The Last Battle

One of the greatest attractions of Christianity to me is its sheer absurdity. I love all those crazy sayings in the New Testament—which, incidentally, turn out to be literally true—about how fools and illiterates and children understand what Jesus was talking about better than the wise:, the learned, and the venerable; about how the poor, not the rich, are blessed, the meek, not the arrogant, inherit the earth, and the pure in heart, not the strong in mind, see God.
~Malcolm Muggeridge (1903-1990)

I charge you in the presence of God and of Christ Jesus, who is to judge the living and the dead, and by His appearing and His kingdom: preach the word; be ready in season and out of season; reprove, rebuke, and exhort, with complete patience and teaching. For the time is coming when people will not endure sound teaching, but having itching ears they will accumulate for themselves teachers to suit their own passions, and will turn away from listening to the truth and wander off into myths. As for you, always be sober-minded, endure suffering, do the work of an evangelist, fulfill your ministry.  For I am already being poured out as a drink offering, and the time of my departure has come. I have fought the good fight, I have finished the race, I have kept the faith. Henceforth there is laid up for me the crown of righteousness, which the Lord, the righteous judge, will award to me on that Day, and not only to me but also to all who have loved His appearing.
~ paul, The Least of the Apostles, to young Timothy in 2 Timothy 4

Oh beloved, it is true.  There is an epic and final battle in our belief.

Belief.

Everything in us screams out that we must now:
Pick up the pace
Try harder
Be more righteous
Please G_d with our lives
Stop being bad
And on and on and on and on….

And these things are true.  But, we can miss the path to them entirely so very easily.  And this is were the final battle begins.  And it is a battle that simply cannot be won.  It is a battle that must be lost for us to even think about actually becoming victorious in any real sense.

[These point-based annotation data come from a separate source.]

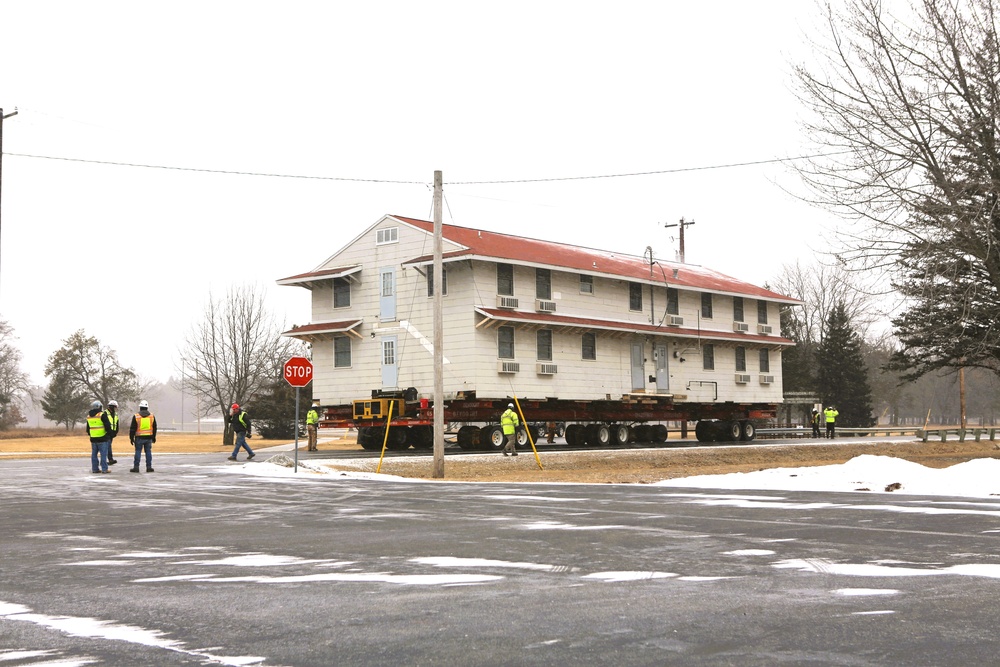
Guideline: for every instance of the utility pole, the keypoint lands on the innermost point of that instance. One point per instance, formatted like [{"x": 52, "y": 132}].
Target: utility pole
[
  {"x": 2, "y": 117},
  {"x": 682, "y": 224},
  {"x": 438, "y": 470}
]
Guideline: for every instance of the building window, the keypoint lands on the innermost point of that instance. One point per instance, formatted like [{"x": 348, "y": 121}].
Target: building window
[
  {"x": 341, "y": 352},
  {"x": 706, "y": 305},
  {"x": 505, "y": 280},
  {"x": 590, "y": 346},
  {"x": 634, "y": 296},
  {"x": 341, "y": 293},
  {"x": 543, "y": 344},
  {"x": 388, "y": 235},
  {"x": 673, "y": 301},
  {"x": 543, "y": 284},
  {"x": 430, "y": 281},
  {"x": 505, "y": 342}
]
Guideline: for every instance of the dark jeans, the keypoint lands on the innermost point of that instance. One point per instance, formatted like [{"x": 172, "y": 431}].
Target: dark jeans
[{"x": 143, "y": 444}]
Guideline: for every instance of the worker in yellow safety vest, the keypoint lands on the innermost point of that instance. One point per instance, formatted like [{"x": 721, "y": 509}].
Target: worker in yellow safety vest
[
  {"x": 510, "y": 422},
  {"x": 142, "y": 435},
  {"x": 831, "y": 421},
  {"x": 312, "y": 425},
  {"x": 98, "y": 427}
]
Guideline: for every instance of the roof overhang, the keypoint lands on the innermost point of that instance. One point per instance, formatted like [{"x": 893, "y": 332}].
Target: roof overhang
[
  {"x": 312, "y": 333},
  {"x": 495, "y": 317},
  {"x": 309, "y": 280}
]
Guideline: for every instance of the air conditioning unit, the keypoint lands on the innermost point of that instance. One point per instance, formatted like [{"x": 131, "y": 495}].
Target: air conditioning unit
[
  {"x": 506, "y": 301},
  {"x": 508, "y": 366}
]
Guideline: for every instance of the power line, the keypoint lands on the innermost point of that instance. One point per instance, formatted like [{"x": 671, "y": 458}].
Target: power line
[{"x": 392, "y": 182}]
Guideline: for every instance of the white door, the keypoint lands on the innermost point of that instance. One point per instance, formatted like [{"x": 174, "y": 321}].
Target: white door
[
  {"x": 638, "y": 366},
  {"x": 387, "y": 295},
  {"x": 662, "y": 372},
  {"x": 390, "y": 369}
]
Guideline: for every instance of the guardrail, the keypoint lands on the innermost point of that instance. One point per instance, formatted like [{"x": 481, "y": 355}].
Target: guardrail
[
  {"x": 923, "y": 433},
  {"x": 943, "y": 433},
  {"x": 794, "y": 432}
]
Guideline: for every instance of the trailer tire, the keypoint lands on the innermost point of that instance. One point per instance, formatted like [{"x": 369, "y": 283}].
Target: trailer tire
[
  {"x": 598, "y": 435},
  {"x": 491, "y": 438},
  {"x": 468, "y": 437},
  {"x": 399, "y": 438},
  {"x": 367, "y": 439},
  {"x": 575, "y": 436},
  {"x": 704, "y": 431},
  {"x": 422, "y": 437},
  {"x": 620, "y": 434}
]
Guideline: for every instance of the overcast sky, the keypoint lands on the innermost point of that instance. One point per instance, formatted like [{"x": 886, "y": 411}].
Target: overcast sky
[{"x": 367, "y": 99}]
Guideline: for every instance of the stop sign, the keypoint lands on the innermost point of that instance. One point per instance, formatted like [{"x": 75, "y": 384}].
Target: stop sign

The vestiges of self in a believer assert loudly that we must somehow control our behavior to stay within the good grace that He has poured out into our lives.  But the problem with self is that it is – by its very nature – completely, absolutely and profoundly unable to control its own behavior.  And it will, in fact, completely, and absolutely and profoundly fail in any attempts to be truly good.

And this is very good news.

Can we see it?  The good fight that Paul was waging was that we might put on the righteousness of G_d by believing in Him – and Him alone.    And in this belief, coming to a place where G_d Himself even lives out His righteousness in us and through us continually.

It was not the fight to be good.  
It was not the fight against a corrupt culture and world.  
And it certainly was not a fight against a broken political system.

It WAS the fight against the old man within him that wanted to assert its wants and lusts and misdirected thoughts that it could somehow be good enough for a blindingly perfect and holy G_d.  And this is the fight that Paul, by Grace alone, won.

Have no doubt friends.  It is significantly easier to take up the battle against some cultural shortfall than it is to slay this one last real dragon.  And this is why so many Christians never really are able to really win any real fight in their lives.  For, dying to self is this one last battle.  It is a final, and hyper-violent act of obedience.  However, once this battle is won, victory is assured on every front – in every theater of operations – from now on.

Fight on believer.

Jesus invited us, not to a picnic, but to a pilgrimage; not to a frolic, but to a fight. He offered us, not an excursion, but an execution. Our Savior said that we would have to be ready to die to self, sin, and the world.